Speaking just after dawn to the annual meeting of the Conservative Political Action Conference for the first -- and final -- time as president, Bush received a hero's welcome as he ticked off, one by one, what he called the key differences between Democrats and Republicans.
His 45-minute speech -- extended by applause that interrupted his delivery more than 80 times -- suggested an approach that may allow Bush to promote the Republican ticket without saddling it with his unpopularity.
He picked out hot-button issues that drew emotional responses, delivering conservative orthodoxy and imputing to Democrats positions at the opposite end of the spectrum. With a salute to President Reagan and a dig at "pundits, the so-called experts, commentators, analysts" who offer "more big-government solutions," he had the crowd repeatedly on its feet.
Expressing confidence that the nation would choose a successor "who shares our principles," Bush, ignoring his troubled approval rating, said: "Our policies are working. The American people support our points of view. They share our philosophy."
In a clear effort at unifying the party -- and winning back conservatives who have balked at supporting McCain as the presidential nominee -- Bush said, "We've had good debates and soon we'll have a nominee who will carry a conservative banner into this election and beyond."
McCain addressed the convention Thursday after former Massachusetts Gov. Mitt Romney, a favorite of many conservatives, announced he would withdraw. McCain has drawn scorn for, among other stances, his past support for campaign finance restrictions and for an immigration bill that would have allowed illegal immigrants to become citizens.
"Listen," Bush said, "the stakes in November are high. This is an important election. Prosperity and peace are in the balance. So with confidence in our vision and faith in our values, let us go forward, fight for victory, and keep the White House in 2008."
With McCain holding a large delegate lead over the remaining candidates, former Arkansas Gov. Mike Huckabee and Rep. Ron Paul of Texas, Bush's comments may have sounded like an endorsement of McCain, a senator from Arizona.
But Deputy White House Press Secretary Scott Stanzel said that interpreting Bush's remarks as an endorsement "would be wrong." He said the president's remarks "would have been very similar" even if Romney had not stepped aside.
In his speech, Bush used highly charged bumper-sticker shorthand to characterize the Democratic viewpoint in a way that was far to the left of what either Hillary Rodham Clinton or Barack Obama -- that party's top presidential candidates -- has proposed.

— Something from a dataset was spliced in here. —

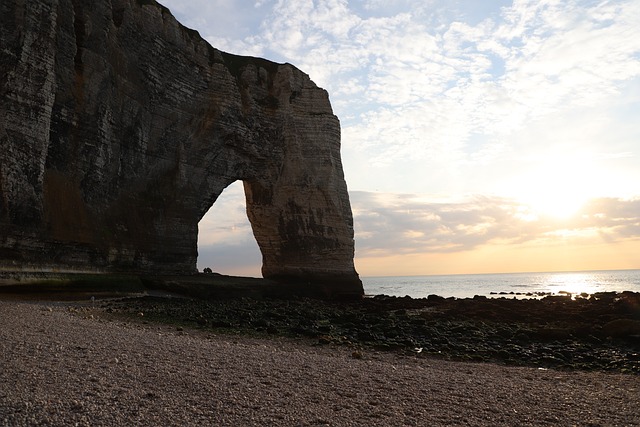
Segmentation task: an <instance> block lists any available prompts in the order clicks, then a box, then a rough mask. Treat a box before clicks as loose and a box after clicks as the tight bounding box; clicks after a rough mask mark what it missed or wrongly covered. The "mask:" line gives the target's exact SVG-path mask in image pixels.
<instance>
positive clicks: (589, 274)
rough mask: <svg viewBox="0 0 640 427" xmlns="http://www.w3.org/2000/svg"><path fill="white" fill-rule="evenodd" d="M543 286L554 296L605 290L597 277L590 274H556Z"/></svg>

"On healthcare, one side says we should expand the federal government's control over your private medicine," he said.
"On education, one side says . . . we should spend your tax dollars without measuring whether or not our children are actually learning to read and write and add and subtract."
"On America's role in the world, some believe that our nation is often the cause of global turmoil -- a mentality once called 'Blame America First,' " he said.